Kim ayırdında bilmiyorum ama akepe “Helal kan, helal ilaç, helal gıda, helal hizmet, mayosuz reklam panosu, dekoltesiz giysi, haremlik selamlık otobüs, namaz molalı sefer, kız öğrenci servisi, kadına özel gişe, mescitli tren, dua yayınlı uçuş, apronda deve kesme töreni, kadın için özel park yeri, türbanlı avukat, fişlenmiş bebek, denetimsiz Kur’an kursu, erkek hasta reddeden kadın doktor, mescitli muayenehane, sansürlü medya, sahte kanıt üreten polis, muhasebeciden yüksek yargıç, dokunulmayan parlamenter, torba yasalı meclis ve yetmez ama evetçi inadı...” ile yaşamın bütününü değiştiriyor.

***

VAKİTMATİK: Sonuçta “gelenekçi” bağnazın sopası ile “çağdaş” yobazın yalanı arasına sıkıştırılan ülkenin görünümü acı veriyor:

Büyük fotoğrafta “pisuvara çiş yapmak kabir azabını çağırır” diye cehennemle korkutan din adamı ile “elektronik hatimmatik, tespih çeken zikirmatik, dua öğreten ezbermatik laptop, ezan okuyan vakitmatik saat” gibi teknolojiden söz eden din taciri imam var.

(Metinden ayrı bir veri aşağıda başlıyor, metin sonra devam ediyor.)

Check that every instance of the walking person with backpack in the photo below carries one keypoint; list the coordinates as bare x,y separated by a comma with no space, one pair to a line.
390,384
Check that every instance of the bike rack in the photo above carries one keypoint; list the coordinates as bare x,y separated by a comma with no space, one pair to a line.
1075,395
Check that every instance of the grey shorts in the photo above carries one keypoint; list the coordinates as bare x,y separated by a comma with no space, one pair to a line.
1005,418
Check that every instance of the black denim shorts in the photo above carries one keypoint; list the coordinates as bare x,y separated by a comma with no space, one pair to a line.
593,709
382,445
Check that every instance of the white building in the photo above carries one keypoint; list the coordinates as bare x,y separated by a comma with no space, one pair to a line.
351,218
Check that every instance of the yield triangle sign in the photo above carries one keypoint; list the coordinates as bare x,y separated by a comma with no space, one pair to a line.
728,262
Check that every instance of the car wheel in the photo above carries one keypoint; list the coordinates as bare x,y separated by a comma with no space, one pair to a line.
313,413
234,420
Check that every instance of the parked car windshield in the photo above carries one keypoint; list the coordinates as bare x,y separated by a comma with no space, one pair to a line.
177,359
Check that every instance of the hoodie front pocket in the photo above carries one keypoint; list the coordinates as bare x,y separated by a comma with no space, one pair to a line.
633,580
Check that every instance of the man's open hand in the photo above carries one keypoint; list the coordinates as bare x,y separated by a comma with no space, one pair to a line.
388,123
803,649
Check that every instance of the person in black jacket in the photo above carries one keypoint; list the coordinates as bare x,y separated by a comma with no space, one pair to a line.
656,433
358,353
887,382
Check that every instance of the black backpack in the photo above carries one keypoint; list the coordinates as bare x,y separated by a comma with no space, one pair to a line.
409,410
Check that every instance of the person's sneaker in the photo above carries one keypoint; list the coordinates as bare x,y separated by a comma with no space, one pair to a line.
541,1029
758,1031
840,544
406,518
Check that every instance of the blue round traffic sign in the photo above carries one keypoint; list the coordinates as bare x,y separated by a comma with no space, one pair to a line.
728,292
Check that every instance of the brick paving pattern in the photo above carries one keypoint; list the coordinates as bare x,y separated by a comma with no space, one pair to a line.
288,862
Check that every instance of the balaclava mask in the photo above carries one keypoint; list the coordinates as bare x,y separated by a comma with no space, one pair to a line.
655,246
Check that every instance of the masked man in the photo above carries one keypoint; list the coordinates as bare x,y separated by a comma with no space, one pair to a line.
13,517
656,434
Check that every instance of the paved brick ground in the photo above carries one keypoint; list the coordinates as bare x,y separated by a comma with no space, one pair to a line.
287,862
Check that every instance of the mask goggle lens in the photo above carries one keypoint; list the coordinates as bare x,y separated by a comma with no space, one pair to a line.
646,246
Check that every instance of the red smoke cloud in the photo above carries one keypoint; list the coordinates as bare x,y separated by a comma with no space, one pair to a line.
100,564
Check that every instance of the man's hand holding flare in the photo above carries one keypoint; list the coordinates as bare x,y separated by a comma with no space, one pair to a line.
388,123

İkisi de sömürgen, ikisi de işbirlikçi. İkisi de bölücü, ikisi de pazarlamacı. Gelecek onlarla kararıyor.

Karada türbanı denizde haşemayı, başta sarığı sırtta cübbeyi savunarak on bir yıl önce başlatılan din devleti kavgasının nasıl geliştiğini rejimin “TC’den TİC’e” nasıl dönüştüğü anlatmanın yolu “koşullu zaman eki” sevgili “sa’dan” geçiyor:

Bir başbakan üçüncü Boğaz Köprüsü’ne “Yavuz Sultan Selim” adı veriyor, sonra da “dört dörtlük alevi benim” diyorSA...

Bir başbakan Dolmabahçe Camii’ne sığınan biracı(!) gençlerden, Kabataş’ta türbanlı bebekli kadına saldıran üstü çıplak, motorlu, yüz adama(!) uzanan provakasyonları gerçek gibi anlatıyorSA...

Bir başbakan gençlerin el el dolaşmasını “sınırsız, kontrolsüz bir ahlaki erozyon” diye yorumlayıpKemal abi’yi, Deniz Feneri’ni, Yimpaş’ı, Ali Dibo’yu, sünnet ve düğün armağanlarını unutturuyorSA.

Bir başbakan kürtajı cinayet sayıyorsa, sezeryanla doğumu yasaklıyorsa, devlet televizyonundan “hamile kadın sokakta gezemez” yayını yapılıyorsa, kadınbudu köftenin, dilberdudağı tatlısının adı değiştiriliyorSA...

***

YARIN İÇİN: Ve o başbakanın ülkesinde 2012-2013 öğretim yılında İmam Hatip Lisesi sayısı 537’den 708’e, bu liselerdeki öğrenci sayısı 286.245’ten 380.771’e çıkıyorsa, dahası 1.099 imam hatip ortaokulu açılıyorSA...

Bize düşen boyun eğmeden direniş ruhunu canlı tutmak özgürlüğe, bağımsızlığa, devrime sahip çıkmak oluyor.

Tarih “bugünlerden geriye, bir yarına gidenlerin, bir de yarınlar için direnenlerin...” kaldığını söylüyor.